The study results come from a voluntary survey that is sent out to more than 500 companies that handle recycled plastics in North America. These companies are made up of re-claimers, exporters, brokers, material recovery facilities (MRFs) and other handlers of used plastics.
Over the last 7 years the study has consistently indicated that Canada’s plastics routinely remain in North America to be processed rather than moving to overseas markets. “Every piece of plastic matters. We are proud to report that we are seeing slight increases in both the amounts of plastic material collected, up 0.4% (~1.3 million kgs) and reported as reclaimed in Canada, up to 79% (~254 million kgs) from 78%” says Carol Hochu, President and CEO of the CPIA.
Plastic packaging collected for recycling includes plastic bottles, non-bottle rigid plastics (such as deli, dairy, bakery, and produce containers), and flexible film packaging, such as plastic bags and outer wrap. These valuable resources are recycled into many new useful items such as fleece jackets, new plastic bottles, pipe, pallets, crates and buckets, decking, and other lawn and garden products.
The reported plastic quantities represent a net increase of 1.3 million kilograms. HDPE natural bottles provided the overall growth in 2015 with an increase of 5.7 million kilograms; all other categories combined had a decrease of 4.4 million kilograms. While the net increase is good news, Canadian plastics recyclers want more supply; they have underutilized capacity creating ample opportunity for consumers and businesses to supply our recyclers with more plastics.
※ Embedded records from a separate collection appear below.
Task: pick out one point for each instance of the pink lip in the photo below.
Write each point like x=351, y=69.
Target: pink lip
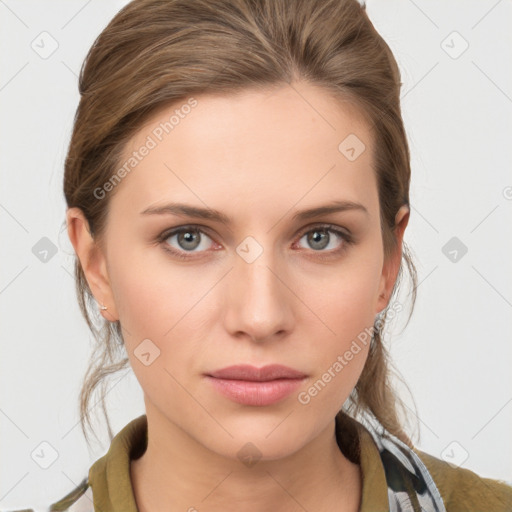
x=249, y=385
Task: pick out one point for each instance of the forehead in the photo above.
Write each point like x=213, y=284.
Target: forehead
x=256, y=150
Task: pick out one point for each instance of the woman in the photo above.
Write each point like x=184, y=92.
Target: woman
x=237, y=186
“Canada’s plastic recycling infrastructure is key to our circular economy. Every recyclable piece of plastic collected can be fully utilized and be incorporated into another product cycle. The CPIA provides support to stewardship programs and municipal recycling systems across Canada with information and education resources available at www.plastics.ca.” says Joe Hruska, VP Sustainability, CPIA.